Having barely raised the question I would make one point about part of the solution. Bright young Catholics who will be entering different fields of intellectual work must see the necessity of, to borrow from the title of an Etienne Gilson essay, putting their “intelligence in the service of Christ the King”. Gilson anticipated by some years Vatican II’s discussion of the laity’s sharing in the royal power of Christ. The laity, said the council in Lumen Gentium (No. 36), have a principal role in the ordering of the whole of creation to God, by means of their competent secular activity, impregnating culture and human work with Christian ideals.
While some Catholics in media work will get involved in specifically “Catholic” activities, the vast majority, I think, will — and should — be ordinary people who work extraordinarily hard and well on the same secular projects as others they work with.
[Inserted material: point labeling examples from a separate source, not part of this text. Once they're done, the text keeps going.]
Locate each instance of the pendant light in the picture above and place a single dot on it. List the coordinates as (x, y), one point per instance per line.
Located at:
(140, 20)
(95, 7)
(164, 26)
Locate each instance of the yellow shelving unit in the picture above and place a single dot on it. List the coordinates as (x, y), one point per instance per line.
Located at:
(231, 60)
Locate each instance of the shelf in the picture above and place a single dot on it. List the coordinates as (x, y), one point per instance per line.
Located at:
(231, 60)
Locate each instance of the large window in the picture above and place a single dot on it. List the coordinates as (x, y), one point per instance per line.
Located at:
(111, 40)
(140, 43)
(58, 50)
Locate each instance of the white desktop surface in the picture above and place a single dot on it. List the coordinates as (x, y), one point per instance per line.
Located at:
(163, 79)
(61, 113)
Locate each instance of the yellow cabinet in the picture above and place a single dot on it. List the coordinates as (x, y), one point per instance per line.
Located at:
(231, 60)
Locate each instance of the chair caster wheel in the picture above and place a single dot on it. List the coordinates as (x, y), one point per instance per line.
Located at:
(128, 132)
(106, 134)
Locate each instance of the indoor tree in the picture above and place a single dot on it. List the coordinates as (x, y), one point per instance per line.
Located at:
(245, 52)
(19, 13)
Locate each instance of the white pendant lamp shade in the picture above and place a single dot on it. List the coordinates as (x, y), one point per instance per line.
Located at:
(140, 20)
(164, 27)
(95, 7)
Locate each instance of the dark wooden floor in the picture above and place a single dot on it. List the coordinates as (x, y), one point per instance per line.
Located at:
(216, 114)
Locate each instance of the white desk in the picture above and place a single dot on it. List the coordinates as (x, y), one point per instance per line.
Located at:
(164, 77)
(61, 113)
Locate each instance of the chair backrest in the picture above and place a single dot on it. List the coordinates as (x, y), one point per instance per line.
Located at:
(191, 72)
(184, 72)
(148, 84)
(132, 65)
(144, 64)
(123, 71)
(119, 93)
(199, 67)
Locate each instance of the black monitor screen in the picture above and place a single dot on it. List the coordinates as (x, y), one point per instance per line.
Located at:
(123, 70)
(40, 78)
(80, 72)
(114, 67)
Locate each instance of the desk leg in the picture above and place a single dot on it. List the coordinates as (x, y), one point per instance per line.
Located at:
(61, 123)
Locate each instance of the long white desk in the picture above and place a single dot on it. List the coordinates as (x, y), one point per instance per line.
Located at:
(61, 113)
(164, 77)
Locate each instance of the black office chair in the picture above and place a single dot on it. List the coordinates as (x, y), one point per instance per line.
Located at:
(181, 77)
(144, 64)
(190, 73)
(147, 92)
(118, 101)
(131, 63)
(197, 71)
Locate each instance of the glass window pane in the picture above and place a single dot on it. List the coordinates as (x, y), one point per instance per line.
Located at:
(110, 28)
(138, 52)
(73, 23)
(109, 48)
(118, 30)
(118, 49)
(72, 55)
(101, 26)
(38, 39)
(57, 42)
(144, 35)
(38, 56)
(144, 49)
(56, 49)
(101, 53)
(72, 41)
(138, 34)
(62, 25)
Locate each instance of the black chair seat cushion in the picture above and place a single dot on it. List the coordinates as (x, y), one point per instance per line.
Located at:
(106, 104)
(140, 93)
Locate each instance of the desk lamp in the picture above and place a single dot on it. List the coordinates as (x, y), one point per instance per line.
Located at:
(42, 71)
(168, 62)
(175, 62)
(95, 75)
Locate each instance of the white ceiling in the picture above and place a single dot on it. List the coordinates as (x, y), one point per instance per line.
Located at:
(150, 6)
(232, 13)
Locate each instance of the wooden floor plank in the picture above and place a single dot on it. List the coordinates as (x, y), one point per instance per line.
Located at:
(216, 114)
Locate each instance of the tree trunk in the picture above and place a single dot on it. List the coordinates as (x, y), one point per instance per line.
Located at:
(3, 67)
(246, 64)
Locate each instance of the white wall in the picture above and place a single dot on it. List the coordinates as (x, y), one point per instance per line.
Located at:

They will bring their spiritual ideals to bear on their work without necessarily trumpeting them publicly (though they may very well have to speak up at times). Their personal prestige — based on secular competence — and their friendships with their colleagues may be a more silent but more effective means of influencing the world in which they work. Perhaps one reason for the state of the media — and many other institutions — today is that there have not been enough Catholics who see the supernatural and apostolic dimensions of ordinary work and the need to achieve human excellence as one condition for greater supernatural apostolic efficacy.
Intelligent young Catholics must be encouraged to enter media work, and to stand out in their work as much by their secular competence as by their spiritual ideals. This will not necessarily guarantee short-term success (nothing does), but it will not be without its effect, both now and in the long-run. The world and America need people who will pursue “social justice” not just in material goods but in ideas and culture — not just in Appalachia and Bangladesh, but in those other centers of poverty, such as Hollywood.